Brain Glucose Metabolism
One published study investigated the use of 18F-fluorodeoxyglucose PET (FDG-PET) in six patients with RLS compared with 12 age-matched control subjects.1 All except one of the RLS subjects was receiving dopaminergic medications that were stopped 36 hours before the scan. All patients had had symptoms for longer than 20 years. Both global and regional glucose metabolisms were calculated. All RLS subjects were asymptomatic during the PET study. There was a normal global and regional metabolic uptake in all patients. There was no correlation with disease severity or duration.
Brain Magnetic Resonance Imaging and Other Imaging Techniques
Magnetic resonance imaging (MRI) has been used to study the brain in RLS patients. However, several distinctly different MRI techniques were used in different studies. The earliest use of MRI was in the study by Bucher and colleagues.17 Using standard T1 and T2 imaging, they found no structural lesions in 25 patients with RLS beyond the usual age-related change in cortical volume and in white matter lesions.17 Functional MRI techniques have been used to study brain localization of “cerebral generators” of RLS-related symptoms.18 The authors compared the sensory and motor symptoms of RLS with control conditions, which included “voluntary” leg movements or no sensation and no movements. With only sensory symptoms, there was increased activity noted in both cerebellum and in the contralateral thalamus. The thalamic area that was activated appears to correspond to dorsal medial nucleus of the thalamus. When RLS symptoms also include “involuntary” movements (PLM), the red nucleus and a portion of the brainstem also had increased activity. Voluntary movements of the legs were used to control for leg movements associated with PLM. The pattern of activation was quite different from that seen with PLM, resulting in activation of globus pallidus and motor cortex in both RLS and control subjects. Voxel-based MRI morphometry techniques were used to evaluate volumetric differences in regional gray matter of RLS patients. Etgen and associates19 found that bilateral pulvinar gray matter was increased in idiopathic RLS patients compared with age-matched control subjects. The significance of this finding is unclear, although the authors speculate that it may represent either a component of the underlying pathology or chronic changes to afferent input to the area. But it does represent the first reported structural change in RLS brains.

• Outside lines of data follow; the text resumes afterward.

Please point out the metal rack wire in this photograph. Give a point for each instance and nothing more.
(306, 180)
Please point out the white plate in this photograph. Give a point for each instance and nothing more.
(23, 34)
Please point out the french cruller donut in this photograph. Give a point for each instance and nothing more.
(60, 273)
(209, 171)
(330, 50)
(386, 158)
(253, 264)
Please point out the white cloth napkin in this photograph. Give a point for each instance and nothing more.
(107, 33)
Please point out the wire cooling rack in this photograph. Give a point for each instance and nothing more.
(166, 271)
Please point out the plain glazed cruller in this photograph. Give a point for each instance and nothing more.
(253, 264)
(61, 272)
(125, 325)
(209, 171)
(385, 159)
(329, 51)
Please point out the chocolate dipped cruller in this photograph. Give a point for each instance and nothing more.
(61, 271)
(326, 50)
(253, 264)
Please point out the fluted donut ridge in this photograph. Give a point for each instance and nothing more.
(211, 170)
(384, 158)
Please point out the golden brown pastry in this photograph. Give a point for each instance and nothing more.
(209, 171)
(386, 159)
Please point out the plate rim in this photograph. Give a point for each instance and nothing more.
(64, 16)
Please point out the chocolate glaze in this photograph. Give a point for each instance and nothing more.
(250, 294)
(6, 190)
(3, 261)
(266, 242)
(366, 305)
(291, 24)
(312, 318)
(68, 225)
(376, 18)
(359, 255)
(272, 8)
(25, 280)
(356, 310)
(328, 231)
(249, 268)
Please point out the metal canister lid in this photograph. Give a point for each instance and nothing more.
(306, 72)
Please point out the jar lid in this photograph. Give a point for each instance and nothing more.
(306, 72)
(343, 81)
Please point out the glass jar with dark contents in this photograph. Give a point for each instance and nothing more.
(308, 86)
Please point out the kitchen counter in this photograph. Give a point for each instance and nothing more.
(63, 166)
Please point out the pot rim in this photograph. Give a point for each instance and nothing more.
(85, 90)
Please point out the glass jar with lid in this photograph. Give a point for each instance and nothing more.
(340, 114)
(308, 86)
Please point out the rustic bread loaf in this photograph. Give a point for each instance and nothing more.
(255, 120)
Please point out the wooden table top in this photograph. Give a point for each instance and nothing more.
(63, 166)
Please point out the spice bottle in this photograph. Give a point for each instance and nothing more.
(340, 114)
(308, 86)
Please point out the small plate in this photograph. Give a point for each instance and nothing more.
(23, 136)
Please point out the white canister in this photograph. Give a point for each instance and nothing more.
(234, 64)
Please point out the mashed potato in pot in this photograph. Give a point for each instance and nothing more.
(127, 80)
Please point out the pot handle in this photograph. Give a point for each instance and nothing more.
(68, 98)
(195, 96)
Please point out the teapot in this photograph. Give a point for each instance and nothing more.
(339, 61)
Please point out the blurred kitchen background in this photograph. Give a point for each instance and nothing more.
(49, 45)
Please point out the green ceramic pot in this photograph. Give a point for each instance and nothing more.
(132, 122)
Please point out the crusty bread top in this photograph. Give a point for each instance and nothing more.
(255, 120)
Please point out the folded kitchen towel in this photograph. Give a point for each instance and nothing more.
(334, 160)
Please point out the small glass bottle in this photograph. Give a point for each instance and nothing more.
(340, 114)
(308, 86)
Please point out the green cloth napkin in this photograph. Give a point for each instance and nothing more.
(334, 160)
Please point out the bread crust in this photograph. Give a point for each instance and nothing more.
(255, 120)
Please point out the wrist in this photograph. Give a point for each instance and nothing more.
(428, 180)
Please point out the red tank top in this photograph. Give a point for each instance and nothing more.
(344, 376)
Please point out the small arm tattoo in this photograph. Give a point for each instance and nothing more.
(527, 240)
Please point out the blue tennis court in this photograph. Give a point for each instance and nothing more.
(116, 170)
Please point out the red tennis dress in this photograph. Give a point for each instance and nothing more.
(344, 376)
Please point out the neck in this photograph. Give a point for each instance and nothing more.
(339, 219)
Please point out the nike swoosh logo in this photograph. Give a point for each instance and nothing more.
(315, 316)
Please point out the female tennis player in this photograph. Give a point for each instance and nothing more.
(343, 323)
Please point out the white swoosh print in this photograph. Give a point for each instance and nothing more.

Using special T2-weighted imaging to quantify brain iron, one small study found decreased iron in the substantia nigra (SN) and putamen.20 The changes in SN iron index also correlated with RLS severity using the Johns Hopkins RLS severity scale. More recently, the same group published a similar study of brain iron in RLS. This study evaluated a much larger population of control and RLS subjects and also had as its primary aim to specifically evaluate early- and late-onset RLS.21 They reported a decrease in SN iron index for early-onset, but not for late-onset RLS compared with a control group. In this study, the putamen did not show a decrease in iron index as reported in the earlier, smaller study. In fact, late-onset RLS had an increase in brain iron in the putamen and pons, which, when corrected for multiple analyses using a Bonferonni correction, was not significant. Another study of SN iron status in RLS used B-mode transcranial Doppler (TCD) imaging of the midbrain22 and found those with idiopathic RLS had decreased echogenicity in the SN region, suggestive of decreased SN iron. Previous studies of TCD imaging using autopsy material and subsequent determination of tissue iron in the SN validated the changes in signal intensity as representative of changes in tissue iron (rho = 0.57, p =.008).23 (For a discussion on the implication of these findings, see Chapters 9 and 10)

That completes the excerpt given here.